Personal loans allow you to access funds quickly and easily for managing your urgent expenses, maybe (e.g., an emergency, a large item, or to reach a defined financial goal), but what happens when one loan falls short? One question many borrowers ask is, Can you take out two loans at once? The answer is yes, and in fact, you can hold more than two simultaneously. However, the approval and management of multiple loans depend heavily on your financial profile.
Table of Content
- Why Borrowers opt for Multiple Personal Loans?
- The Challenges You Should Not Ignore
- What Lenders Look at Before Approving Additional Loans
- The Bottom Line
Another question that borrowers ask is - can you take out 2 loans from different places? Yes! Most lenders have different criteria, so you can probably borrow from as many lenders as you can get to lend you money, assuming your credit history and profile will allow for that. However, if you do decide to borrow from multiple lenders, you should understand that there are obligations you will have to fulfil, just as if you had only borrowed from one lender.
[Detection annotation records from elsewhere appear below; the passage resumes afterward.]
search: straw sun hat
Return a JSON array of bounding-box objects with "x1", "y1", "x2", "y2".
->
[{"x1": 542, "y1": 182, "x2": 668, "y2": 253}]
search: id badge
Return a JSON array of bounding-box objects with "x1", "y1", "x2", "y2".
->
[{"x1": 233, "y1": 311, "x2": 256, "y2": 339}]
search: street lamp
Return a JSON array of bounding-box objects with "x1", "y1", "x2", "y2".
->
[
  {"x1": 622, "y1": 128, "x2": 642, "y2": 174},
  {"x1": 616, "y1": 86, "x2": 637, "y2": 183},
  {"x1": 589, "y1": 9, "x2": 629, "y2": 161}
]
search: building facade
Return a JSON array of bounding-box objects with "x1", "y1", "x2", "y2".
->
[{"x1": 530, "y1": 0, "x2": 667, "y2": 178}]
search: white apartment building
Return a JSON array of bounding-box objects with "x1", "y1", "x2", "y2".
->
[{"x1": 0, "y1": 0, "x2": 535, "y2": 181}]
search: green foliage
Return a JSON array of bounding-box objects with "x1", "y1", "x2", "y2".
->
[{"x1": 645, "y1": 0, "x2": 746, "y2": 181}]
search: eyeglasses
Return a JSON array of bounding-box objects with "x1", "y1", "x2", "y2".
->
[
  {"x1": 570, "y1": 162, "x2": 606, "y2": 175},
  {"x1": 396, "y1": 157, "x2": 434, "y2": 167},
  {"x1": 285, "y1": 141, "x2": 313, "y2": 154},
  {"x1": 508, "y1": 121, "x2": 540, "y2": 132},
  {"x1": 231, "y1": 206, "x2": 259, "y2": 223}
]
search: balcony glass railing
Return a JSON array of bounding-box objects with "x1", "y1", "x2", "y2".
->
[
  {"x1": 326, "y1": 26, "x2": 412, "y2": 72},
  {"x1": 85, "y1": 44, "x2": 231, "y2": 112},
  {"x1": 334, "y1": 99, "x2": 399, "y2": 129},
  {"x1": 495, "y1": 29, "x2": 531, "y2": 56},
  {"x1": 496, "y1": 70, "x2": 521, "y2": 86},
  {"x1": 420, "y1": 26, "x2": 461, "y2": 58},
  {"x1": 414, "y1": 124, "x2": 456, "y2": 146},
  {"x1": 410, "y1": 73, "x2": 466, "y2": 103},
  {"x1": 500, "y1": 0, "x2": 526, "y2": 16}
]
Why Borrowers opt for Multiple Personal Loans?
Individuals may select to take out more than one personal loan at a time for various valid reasons:
- Access to additional funding: A single loan may not be able to cover the total expenses that exist when there are multiple layers of expenses. If a person has taken out a second loan, it will provide an opportunity for additional funding to cover those multiple layers of expenses.
- Debt Consolidation: An individual can utilise a new personal loan strategically controlled to pay off a large amount of credit card interest that would otherwise be relatively expensive, thus allowing an easier account repayment.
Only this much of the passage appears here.